Instead, says Huie, most people’s gratitude is best described as “incremental gratitude”. If they receive a raise, a bigger house, a third car, a new love interest, or a healthy new baby, they are grateful. If they lose their job, are forced to downsize, have a tiff with their spouse, or have an illness in the family, they are disappointed and angry. Why disappointed and angry? Because they have not been blessed with as much today as they were yesterday.

I would call it “conditional gratitude” and, of course, there’s really no such thing! If it’s conditional, comparisons are being brought in, and satisfaction gets thrown under the bus!

Consider adopting the ongoing practice of zero-based gratitude.

A Better Overall Working Philosophy

I am very fond of a teaching from Rosicrucian master George Alexander Sullivan (1890 – 1942), who lectured as Aureolis and delivered a great series of talks under the title “Soul Science”.* His words and inspiration are reported by Peter Caddy, founder of The Findhorn Foundation, in his book In Perfect Timing (1995).

Peter Caddy

Peter Caddy, founder of the famous Findhorn Foundation (along with wife Eileen and fellow-mystic Dorothy Maclean)

Love whatever you do. Learn to love the place you are in, the people you are with and the work that you do. And there is an important corollary to this simple admonition: just FIND SOMETHING about the persons, place and labor that you can love, and ignore the rest!

To make comparisons and decide this isn’t good and you would rather be somewhere else, doing something else, with other people than those who surround you is a crazy computation. Why hurt yourself?
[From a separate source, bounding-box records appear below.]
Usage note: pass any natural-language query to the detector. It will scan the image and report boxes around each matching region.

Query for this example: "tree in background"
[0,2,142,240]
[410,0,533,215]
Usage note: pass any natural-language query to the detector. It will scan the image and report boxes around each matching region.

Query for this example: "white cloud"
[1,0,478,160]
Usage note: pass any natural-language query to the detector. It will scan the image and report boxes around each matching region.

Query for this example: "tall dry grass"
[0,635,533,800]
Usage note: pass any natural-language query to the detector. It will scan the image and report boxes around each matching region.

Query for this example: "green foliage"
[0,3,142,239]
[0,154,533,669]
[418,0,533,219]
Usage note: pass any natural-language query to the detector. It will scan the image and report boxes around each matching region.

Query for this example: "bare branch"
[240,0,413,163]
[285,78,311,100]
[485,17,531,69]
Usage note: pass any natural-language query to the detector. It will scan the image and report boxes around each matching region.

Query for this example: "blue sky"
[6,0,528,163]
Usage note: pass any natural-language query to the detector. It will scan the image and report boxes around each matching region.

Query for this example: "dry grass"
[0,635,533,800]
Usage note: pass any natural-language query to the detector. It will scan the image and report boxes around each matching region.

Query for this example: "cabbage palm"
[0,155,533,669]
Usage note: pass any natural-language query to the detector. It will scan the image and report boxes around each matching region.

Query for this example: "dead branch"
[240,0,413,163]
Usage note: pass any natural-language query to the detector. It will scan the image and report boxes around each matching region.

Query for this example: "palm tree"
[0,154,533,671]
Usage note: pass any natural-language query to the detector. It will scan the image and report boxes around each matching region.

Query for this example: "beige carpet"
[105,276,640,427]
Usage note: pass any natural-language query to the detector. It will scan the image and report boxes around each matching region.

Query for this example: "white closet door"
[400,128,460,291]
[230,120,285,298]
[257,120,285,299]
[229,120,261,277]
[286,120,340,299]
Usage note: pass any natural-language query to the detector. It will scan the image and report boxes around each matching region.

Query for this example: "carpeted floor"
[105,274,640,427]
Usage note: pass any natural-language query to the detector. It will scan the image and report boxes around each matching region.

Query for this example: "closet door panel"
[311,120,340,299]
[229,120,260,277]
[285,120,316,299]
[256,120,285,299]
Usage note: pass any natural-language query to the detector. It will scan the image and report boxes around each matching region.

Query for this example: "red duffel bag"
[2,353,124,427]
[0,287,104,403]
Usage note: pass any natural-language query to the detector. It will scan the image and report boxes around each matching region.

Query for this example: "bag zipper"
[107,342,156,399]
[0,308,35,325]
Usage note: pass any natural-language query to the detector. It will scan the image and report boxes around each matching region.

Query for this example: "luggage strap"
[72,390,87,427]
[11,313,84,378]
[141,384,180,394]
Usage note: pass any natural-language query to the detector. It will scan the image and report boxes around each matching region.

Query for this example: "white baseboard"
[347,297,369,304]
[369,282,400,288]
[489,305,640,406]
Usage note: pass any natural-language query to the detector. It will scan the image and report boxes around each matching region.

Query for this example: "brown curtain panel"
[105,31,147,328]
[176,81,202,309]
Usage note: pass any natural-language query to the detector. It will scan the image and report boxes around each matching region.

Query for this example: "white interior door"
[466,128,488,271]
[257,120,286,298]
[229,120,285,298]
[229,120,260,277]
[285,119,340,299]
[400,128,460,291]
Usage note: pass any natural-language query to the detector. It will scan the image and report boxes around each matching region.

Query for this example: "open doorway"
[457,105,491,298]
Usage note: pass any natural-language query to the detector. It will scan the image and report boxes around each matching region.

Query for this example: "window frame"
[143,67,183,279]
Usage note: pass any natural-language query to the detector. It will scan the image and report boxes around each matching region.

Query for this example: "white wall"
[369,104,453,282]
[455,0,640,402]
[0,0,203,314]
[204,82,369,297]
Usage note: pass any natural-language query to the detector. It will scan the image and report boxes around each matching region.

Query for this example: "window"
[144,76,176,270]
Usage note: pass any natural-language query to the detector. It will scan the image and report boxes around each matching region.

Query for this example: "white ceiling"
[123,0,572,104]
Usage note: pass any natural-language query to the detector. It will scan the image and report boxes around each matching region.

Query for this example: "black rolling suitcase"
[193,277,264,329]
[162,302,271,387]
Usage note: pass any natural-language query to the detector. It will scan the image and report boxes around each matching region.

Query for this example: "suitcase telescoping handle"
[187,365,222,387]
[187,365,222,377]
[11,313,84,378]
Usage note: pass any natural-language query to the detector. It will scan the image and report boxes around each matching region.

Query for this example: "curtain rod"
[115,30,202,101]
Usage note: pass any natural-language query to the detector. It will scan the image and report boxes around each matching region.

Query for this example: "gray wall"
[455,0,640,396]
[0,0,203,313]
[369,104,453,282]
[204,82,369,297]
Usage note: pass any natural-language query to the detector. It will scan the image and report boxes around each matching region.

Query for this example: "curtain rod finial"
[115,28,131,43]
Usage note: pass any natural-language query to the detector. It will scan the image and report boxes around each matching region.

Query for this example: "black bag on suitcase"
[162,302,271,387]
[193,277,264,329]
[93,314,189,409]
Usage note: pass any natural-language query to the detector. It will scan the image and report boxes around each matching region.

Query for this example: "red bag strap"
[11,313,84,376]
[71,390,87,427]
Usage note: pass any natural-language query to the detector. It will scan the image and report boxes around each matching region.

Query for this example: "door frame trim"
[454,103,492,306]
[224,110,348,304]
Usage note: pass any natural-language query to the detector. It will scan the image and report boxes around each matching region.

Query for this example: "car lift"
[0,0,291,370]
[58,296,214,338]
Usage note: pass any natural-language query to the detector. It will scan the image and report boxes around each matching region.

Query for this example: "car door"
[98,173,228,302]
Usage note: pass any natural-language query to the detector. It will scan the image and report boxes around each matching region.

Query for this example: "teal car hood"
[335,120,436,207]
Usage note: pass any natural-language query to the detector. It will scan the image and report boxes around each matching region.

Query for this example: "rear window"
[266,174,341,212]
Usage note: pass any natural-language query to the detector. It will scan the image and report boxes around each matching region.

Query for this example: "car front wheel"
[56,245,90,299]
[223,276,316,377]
I often append to this another teaching to Sullivan’s, which I picked up in my teens: freedom isn’t doing what you like; it’s liking what you do!

As a number-one unruly individual, who had trouble with discipline and authority, this happy-go-lucky philosophy works for me. It is very liberating indeed.

Try it sometime!

Stay Safe,

Prof. Keith Scott-Mumby

* Not to be confused by the “other” so-called Rosicrucian order, the Ancient and Mystical Order Rosae Crucis (AMORC), founded by American H. Spencer Lewis and which advertises extensively in the popular press.